I fell in love with a boy on the bus once. I even went out of my way to take the same bus at the same time several times, but I never saw him again.

Yes, it sounds creepy. And it's even creepier that I have his photo > . >

But hey! It was for a photography assignment on portraiture! 

I'M NOT SICK. DON'T JUDGE ME. :crying:


----------



## bluemaverick (Jul 7, 2010)

I saw Clerks 2 in theaters when it came out in the morning, and saw an amazingly beautiful girl with an awesome smile hanging out with a bunch of her friends a couple of rows in front of me...
She just kept staring at me the whole time the movie was playing and I never did ANYTHING.
I always wished I could get that moment back.


----------



## GreenCoyote (Nov 2, 2009)

I fell in love at a party the other night.
a very positive and cute/charming guy was very playful with me and it really made my night.
well that and the epic bass in the room.


----------



## nikkigargin (Apr 25, 2010)

No, i think you just put to much importance on something insignificant as one human being acknowledging another. rarely do people go to supermarkets to meet people lol this girl didnt talk to you either dont forget its not as if you messed it up. 

NF's please improve your Te and Ti!


----------



## Caelum (May 27, 2010)

nikkigargin said:


> No, i think you just put to much importance on something insignificant as one human being acknowledging another. rarely do people go to supermarkets to meet people lol this girl didnt talk to you either dont forget its not as if you messed it up.
> 
> NF's please improve your Te and Ti!


Now that's something to think about.

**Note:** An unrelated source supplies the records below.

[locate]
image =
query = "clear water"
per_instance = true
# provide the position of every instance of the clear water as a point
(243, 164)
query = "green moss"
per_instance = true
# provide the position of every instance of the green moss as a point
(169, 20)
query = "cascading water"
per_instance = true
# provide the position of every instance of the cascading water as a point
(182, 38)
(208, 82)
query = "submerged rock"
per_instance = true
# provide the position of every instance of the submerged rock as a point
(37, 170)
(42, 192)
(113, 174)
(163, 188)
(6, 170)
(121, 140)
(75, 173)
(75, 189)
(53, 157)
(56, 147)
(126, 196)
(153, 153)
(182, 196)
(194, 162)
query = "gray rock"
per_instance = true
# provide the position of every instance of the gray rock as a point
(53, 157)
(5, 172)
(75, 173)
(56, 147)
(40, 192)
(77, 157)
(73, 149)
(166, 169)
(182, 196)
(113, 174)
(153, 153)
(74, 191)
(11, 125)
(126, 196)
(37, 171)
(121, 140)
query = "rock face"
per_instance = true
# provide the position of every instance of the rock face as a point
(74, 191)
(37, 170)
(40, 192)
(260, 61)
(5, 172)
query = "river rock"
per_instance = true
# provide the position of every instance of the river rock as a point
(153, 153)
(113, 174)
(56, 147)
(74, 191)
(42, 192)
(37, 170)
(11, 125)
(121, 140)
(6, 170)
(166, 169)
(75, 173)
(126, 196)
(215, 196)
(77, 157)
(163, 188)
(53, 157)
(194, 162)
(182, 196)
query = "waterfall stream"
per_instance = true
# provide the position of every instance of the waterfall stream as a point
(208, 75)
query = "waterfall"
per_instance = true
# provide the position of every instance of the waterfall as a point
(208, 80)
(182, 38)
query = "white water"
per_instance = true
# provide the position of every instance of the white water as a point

However, while I do understand your perspective, and I appreciate it especially since now I can balance my feelings out--I think that's an even greater reason to place importance on something "insignificant" such as acknowledging another human being. Do you realize that what you said is true? "Rarely do people go to supermarkets to meet people". You are absolutely correct! That's exactly why we care so much about the insignificance--we NF's value pretty much the most important thing on earth--each other! Human beings! So to me, and I'm sure with a lot of other NF's, acknowledgment is an act that is highly undervalued and highly underappreciated, since we can do it practically everywhere--except the context is what makes it so special--the fact that we can acknowledge another human being in a place like a supermarket? Or a train? Or a library? Or a theater? Those kinds of contexts don't require any acknowledging at all, because each of those contexts have their own purposes to begin with. That's why when we can attach an association with the context, such as an acknowledgment of a stranger, then the ordinary becomes the extraordinary. So although we can acknowledge everywhere, the fact is--we don't!.. But when we do, it always becomes that much more special..


----------



## Essay (Oct 13, 2009)

I think I'm pretty good at capitalizing on these kinds of occasions. If I think there's potential for a lasting friendship, we're going to get each others' e-mail, or facebook, or skype, or figure out each others' schedules...I'll see to that (but remember, that's an "if" statement). Heck, when I first moved a big foreign city last year I was always carrying around a pen and paper mostly for that reason. That said, I don't think there's ever been romantic overtones; I'm just not wired that way or something. For that to happen, I usually need a few months of quality time with the person.


----------



## kaycee (May 18, 2010)

At work the other other day, I was wearing a Hendrix shirt and an older guy started talking to me about him. After I gave him his coffee, there was a cute guy wanting coffee. He apparently was a huge Hendrix fan and a fan of the music of that era in general. We chatted for a few minutes and then there was this moment where we both looked in each others' eyes and smiled. 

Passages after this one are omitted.